Best Practices in Assessing Community Engagement (BPACE or “Bee-Pace”) is a discussion and networking opportunity for faculty and staff at Campus Compact partner institutions
PURPOSE & GOAL
The overall purpose of this opportunity is to build the capacity of individuals to assess student civic learning and development that occurs within a course or program at your higher education institution. The goal of this opportunity is for participants to create an assessment plan that can be implemented to assess the civic dimension of student’s learning and development in college.
WHO SHOULD PARTICIPATE?
All participants will be facilitated and mentored through a process of developing and implementing an assessment plan or project that targets students’ civic learning and development (e.g., working with others, civic communication, civic identity, civic literacy or knowledge). Participating in BPACE is beneficial to individuals and institutions seeking guidance in implementing, maintaining, strengthening, or expanding their current assessment plans to include a civic dimension.
Individuals in faculty or staff roles who are responsible for or oversee a course or program that involves a community-based learning component (curricular or co-curricular). Participants are expected to come with a specific project, course, or assignment in mind.

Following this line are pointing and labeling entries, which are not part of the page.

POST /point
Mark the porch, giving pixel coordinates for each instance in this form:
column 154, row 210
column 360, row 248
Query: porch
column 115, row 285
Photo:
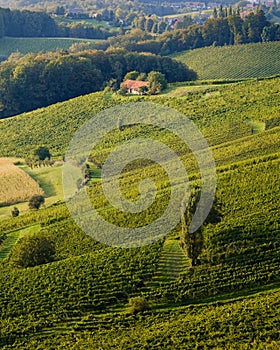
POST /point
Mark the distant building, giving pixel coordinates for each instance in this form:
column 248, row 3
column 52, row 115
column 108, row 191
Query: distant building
column 135, row 87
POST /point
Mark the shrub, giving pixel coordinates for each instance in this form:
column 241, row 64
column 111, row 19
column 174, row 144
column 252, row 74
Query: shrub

Campuses are HIGHLY encouraged, but not required, to apply as a team. Assessment is often guided by specific, disciplinary or program expectations, but when it comes to assessing the civic dimension of students’ learning and development expected outcomes are often transdisciplinary. Transdisciplinary assessment means that measuring or evaluating students’ civic learning is conducted by faculty and staff from different disciplines or programs working jointly to create new and innovative assessment practices that move beyond discipline-specific approaches so that we can inform practices that seek to help students learn the necessary skills, attitudes, beliefs and values (e.g., equity, inclusion) needed when working with diverse citizens to address common problems.
Campuses applying as a team must identify a liaison. The liaison may be an administrator, Community Service Director, or someone on your campus who is responsible for faculty or staff development related to community engagement. Teams are encouraged to also include representatives from institutional research, academic affairs, and other areas responsible for assessing student learning and development.